3. Nosotros, ahora, en nuestro primer encuentro con el Salmo 150, nos conformaremos con detenernos en el primer y último momento del himno. Sirven de marco para el segundo momento, corazón de la composición, y que examinaremos en el futuro, cuando la Liturgia de los Laudes vuelva a proponer este Salmo.

La primera sede en la que se desarrolla el canto musical y de oración es el «templo» (cfr v. 1). El original hebreo habla de área «sacra», pura y transcendente en la que habita Dios. Hace referencia, por tanto, al horizonte celeste y paradisíaco donde, como precisará el libro del Apocalipsis, se celebra la eterna y perfecta liturgia del Cordero (cf. por ejemplo Apocalipsis 5, 6-14). El misterio de Dios, en el que los santos son acogidos para participar en una comunión plena, es un ámbito de luz y de alegría, de revelación y de amor. No por casualidad, si bien con cierta libertad, la antigua traducción griega de los Setenta y la misma traducción latina de la Vulgata propusieron, en vez de «templo», la palabra «santos»: «Alabad al Señor entre sus santos».

4. Del cielo, el pensamiento pasa implícitamente a la tierra, subrayando las «obras magníficas» de Dios, que manifiestan «su inmensa grandeza» (versículo 2). Estos prodigios son descritos en el Salmo 104, en donde se invita a los israelitas a «meditar en todos los prodigios» de Dios (v. 2), a recordar «las maravillas que hizo, sus prodigios, las sentencias de su boca» (v. 5); el salmista recuerda entonces «la alianza sellada con Abraham» (v. 9), la extraordinaria historia de José, los prodigios de la liberación de Egipto y la travesía del desierto y, por último el don de la tierra. Otro Salmo habla de situaciones angustiosas de las que el Señor libera a quienes le «gritan»; las personas liberadas son invitadas repetidas veces a dar gracias por los prodigios realizados por Dios: «Den gracias al Señor por su misericordia, por las maravillas que hace con los hombres» (Salmo 106, 8.15.21.31).
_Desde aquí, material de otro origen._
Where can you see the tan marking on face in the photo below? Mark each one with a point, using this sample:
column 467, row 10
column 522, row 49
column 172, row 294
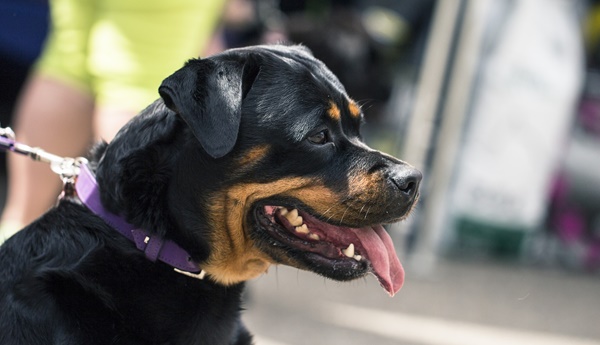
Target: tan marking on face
column 333, row 111
column 253, row 155
column 354, row 108
column 234, row 257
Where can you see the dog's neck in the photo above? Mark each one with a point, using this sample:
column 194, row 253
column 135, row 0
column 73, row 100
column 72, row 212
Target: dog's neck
column 154, row 247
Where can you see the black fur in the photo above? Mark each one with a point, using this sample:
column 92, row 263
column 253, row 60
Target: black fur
column 69, row 278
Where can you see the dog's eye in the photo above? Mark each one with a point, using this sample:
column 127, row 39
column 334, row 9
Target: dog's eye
column 320, row 138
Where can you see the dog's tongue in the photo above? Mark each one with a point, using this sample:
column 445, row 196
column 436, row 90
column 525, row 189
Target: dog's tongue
column 379, row 249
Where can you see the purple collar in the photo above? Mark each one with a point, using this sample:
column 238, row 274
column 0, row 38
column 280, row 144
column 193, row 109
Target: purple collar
column 153, row 246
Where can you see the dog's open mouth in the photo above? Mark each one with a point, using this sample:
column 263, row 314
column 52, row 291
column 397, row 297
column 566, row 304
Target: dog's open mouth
column 340, row 252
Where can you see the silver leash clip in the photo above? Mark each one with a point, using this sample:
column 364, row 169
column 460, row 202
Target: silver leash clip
column 66, row 167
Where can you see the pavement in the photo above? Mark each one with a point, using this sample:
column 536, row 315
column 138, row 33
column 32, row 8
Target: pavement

Se puede entender así, en nuestro Salmo, la referencia a las «obras fuertes», como dice el original hebreo, es decir, los «prodigios» poderosos (cf. v. 2), que Dios disemina en la historia de la salvación. La alabanza se convierte en profesión de fe en Dios Creador y Redentor, celebración festiva del amor divino, que se despliega creando y salvando, dando la vida y la liberación.

5. Llegamos así al último versículo del Salmo 150 (cf. versículo 5c). El término hebreo utilizado para indicar a los «vivientes» que alaban a Dios hace referencia a la respiración, como antes decía, pero también a algo íntimo y profundo, innato en el hombre.

Si bien se puede pensar que toda la vida de lo creado es un himno de alabanza al Creador, es más preciso, sin embargo, considerar que una posición de primacía en este coro es reservada a la criatura humana. A través del ser humano, portavoz de toda la creación, todos los vivientes alaban al Señor. Nuestra respiración de vida, que quiere decir también autoconciencia, consciencia y libertad (cf. Proberbios 20, 27), se convierte en canto y oración de toda la vida que palpita en el universo. Por ello, recitemos entre nosotros «salmos, himnos y cánticos inspirados; cantando y salmodiando al Señor» de todo corazón (Efesios 5, 19).

6. Al transcribir los versículos del Salmo 150, los manuscritos hebreos reproducen con frecuencia la «Menorah», el famoso candelabro de siete brazos, colocado en el Santo de los Santos del templo de Jerusalén. Sugieren así una bella interpretación de este Salmo, que desde siempre ha sido un auténtico «Amén» a la oración de nuestros «hermanos mayores»: todo hombre, con todos los instrumentos que su ingenio ha inventado «trompetas, arpas, cítaras, tambores, danzas, trompas, flautas, platillos sonoros», como dice el Salmo, pero al mismo tiempo también «todo viviente» es invitado a arder como la «Menorah» frente al Santo de los Santos, en constante oración de alabanza y de acción de gracias.

Unidos con el Hijo, voz perfecta de todo el mundo por Él creado, convirtámonos también nosotros en oración incesante ante el trono de Dios.